Siamo sulla stessa linea. Dobbiamo beccarci. Anche se a me difficilmente mi troverai a una manifestazione di questo tipo - se non per lavoro.
Con piacere, Simone. D'altronde, il dialogo non è di certo monocolore (a meno di non voler essere pontefici o "leaderini").
copincollo ciò che ti ho risposto dal mio blog, spero mi perdonerai ma lo ritenevo ugualmente inerente:
il sistema capitalista-passivo, pretende che anche i cosidetti Compagni possano e debbano aver timore di 'metterci la faccia' per uno striscione di opinabili contenuti mentre si pettinano per apparire all'imminente ed ennesima intervista televisiva. io non me la prendo. io -e altri 4 facinorosi- siamo entrati indisturbati in Facoltà (tranne un piccolo inconveniente inerente ad un basso che aveva tutta l'aria -a detta dei poliziotti- di essere un fucile di precisione) mentre i compagni fuori protestavano perchè la polizia non li faceva entrare. singolare, no? ma non mi va di incazzarmi per un Compagno 'capo banda' inetto, non sarebbe intellettualmente giusto nei miei/nostri confronti. se cerchiamo la manifestazione Perfetta, moriremo attendendo. io, per esempio, mi sono fatto la manifestazione no war e anti-Bush, e sai chi c'era a tenere lo striscione d'apertura? Franca Rame, una firmataria della guerra in Afghanistan. E me la dovrei prendere?
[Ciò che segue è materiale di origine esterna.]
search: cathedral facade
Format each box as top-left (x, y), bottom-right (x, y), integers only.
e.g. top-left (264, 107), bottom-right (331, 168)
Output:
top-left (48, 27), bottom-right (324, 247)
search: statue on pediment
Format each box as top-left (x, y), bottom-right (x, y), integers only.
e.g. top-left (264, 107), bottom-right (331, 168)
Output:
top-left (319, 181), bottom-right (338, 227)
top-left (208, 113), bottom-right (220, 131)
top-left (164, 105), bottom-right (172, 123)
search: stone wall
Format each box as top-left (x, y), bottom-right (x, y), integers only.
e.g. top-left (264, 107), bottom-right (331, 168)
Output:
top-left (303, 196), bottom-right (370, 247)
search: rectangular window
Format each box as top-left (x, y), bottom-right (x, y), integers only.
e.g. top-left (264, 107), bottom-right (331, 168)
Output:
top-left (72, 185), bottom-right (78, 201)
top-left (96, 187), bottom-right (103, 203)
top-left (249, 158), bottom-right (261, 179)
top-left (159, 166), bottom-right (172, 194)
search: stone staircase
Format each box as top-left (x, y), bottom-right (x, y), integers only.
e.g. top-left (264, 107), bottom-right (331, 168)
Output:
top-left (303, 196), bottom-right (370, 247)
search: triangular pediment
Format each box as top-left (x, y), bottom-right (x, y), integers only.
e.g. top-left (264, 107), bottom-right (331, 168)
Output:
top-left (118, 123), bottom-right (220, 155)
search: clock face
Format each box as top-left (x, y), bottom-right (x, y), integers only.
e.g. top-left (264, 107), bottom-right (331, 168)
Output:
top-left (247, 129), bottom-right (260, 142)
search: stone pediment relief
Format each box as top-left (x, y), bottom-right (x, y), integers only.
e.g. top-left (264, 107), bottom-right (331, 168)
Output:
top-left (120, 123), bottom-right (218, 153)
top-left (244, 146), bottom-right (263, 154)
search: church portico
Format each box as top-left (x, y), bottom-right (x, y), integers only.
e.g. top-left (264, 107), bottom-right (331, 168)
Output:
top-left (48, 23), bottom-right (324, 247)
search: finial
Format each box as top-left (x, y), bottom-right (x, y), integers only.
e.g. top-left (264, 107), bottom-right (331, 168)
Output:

Lì per lì me la sono presa, è ovvio, e anche oggi tra di noi eravamo tutti febbrilmente incazzati, ma è un sentimento che deve durare un attimo, perchè oggi la Storia correva davanti ai nostri occhi. Oggi abbiamo impossibilitato la più alta carica religiosa al mondo a recarsi in una Facoltà che invece fremeva per averlo presente; e chissenefrega se mi sono imbattuto in qualche testa calda, non sarà certo lui a rovinarmi la festa. E poi oggi Guarini ha dichiarato che vuole reinvitare B16: quel giorno faremo meglio. Ti abbraccio. Emanuele
D'accordo con le tue "lugubrazioni".
Stavolta però ne son rimasto fuori...forse illavoro forse la febbre forse il dentista. Sta di fatto che questa causa mi sembrava molto gonfiata...soprattutto adesso che vedo gli strascichi e le contromanifestazioni in vaticano con ruini che dice "non è una prova di forza...". Mi sembra il classico caso di notizia gonfiata in modo da nascondere e portare in primo piano notizie ben più importanti...mah, sarà la febbre alta.. Salludusu, Fabri
Damiel, è un bel post ed è giusto che tu esprima la tua delusione e la tua rabbia. Ma c'è un altro fattore che va preso in considerazione: chiunque abbia vissuto un poco il movimento studentesco, non per forza in università ma anche solo alle superiori, queste cose le sa. Sa delle strumentalizzazioni, dei piccoli giochi di potere dei tuoi coetanei già lanciati in una carriera politica, della banalizzazione forzata che subiscono le intenzioni nella loro mutazione a "messaggi".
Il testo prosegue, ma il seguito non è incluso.